The search abilities of PSO are managed by the key parameter Inertia Weight (IW).Tags: My New Life In Usa EssayCritical Thinking Questions For NurseAnalytical Essay On PleasantvilleEssay On Labour DayIntroduction To Critical And Creative ThinkingConcluding Statements For Essays
and are velocity and position of particle i respectively in t iteration.
At each iteration, the change in weights are calculated by Equation (1) and the weights are modified to new one using Equation (2).
Some of the time varying inertia weight modified methods are listed in Table 1. Model and Methodology Figure 1 depicts a basic block diagram used in adaptive equalization  .
The input is the random bipolar sequence = ±1 and channel impulse response is raised cosine pulse.
Adaptive algorithms are utilized in equalization to find the optimum coefficients.

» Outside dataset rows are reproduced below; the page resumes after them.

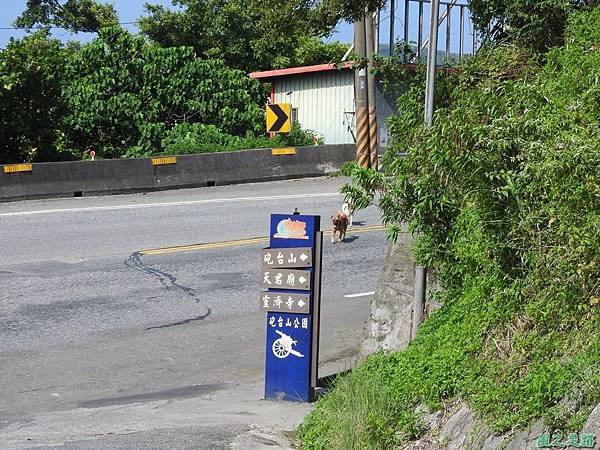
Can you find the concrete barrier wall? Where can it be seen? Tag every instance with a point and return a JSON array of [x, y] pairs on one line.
[[80, 178]]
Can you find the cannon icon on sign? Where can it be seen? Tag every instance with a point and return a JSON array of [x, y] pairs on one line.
[[282, 347]]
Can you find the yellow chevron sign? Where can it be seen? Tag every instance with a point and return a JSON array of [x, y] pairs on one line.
[[164, 160], [283, 151], [12, 168], [279, 118]]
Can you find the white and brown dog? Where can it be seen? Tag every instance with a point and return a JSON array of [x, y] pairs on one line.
[[339, 223], [348, 209]]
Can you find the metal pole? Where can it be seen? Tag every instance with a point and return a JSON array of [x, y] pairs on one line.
[[420, 35], [371, 94], [420, 271], [462, 33], [419, 299], [448, 24], [392, 20], [406, 19], [376, 32], [431, 61], [360, 98]]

The normal gradient based adaptive algorithms such as Least Mean Square (LMS), Recursive least squares (RLS), Affine Projection algorithm (APA) and their variants     applied in channel equalization converge to local minima    while optimizing the filter tap weights.
The derivative free algorithms find the global minima by passing through local and global search processes.
PSO is one of the derivative free optimization algorithms which search the minima locally and globally.
(4) (5) (6) where is the convolution of input and channel impulse response (i.e.).
The input to the receiver is (7) where is the distorted version of the input signal.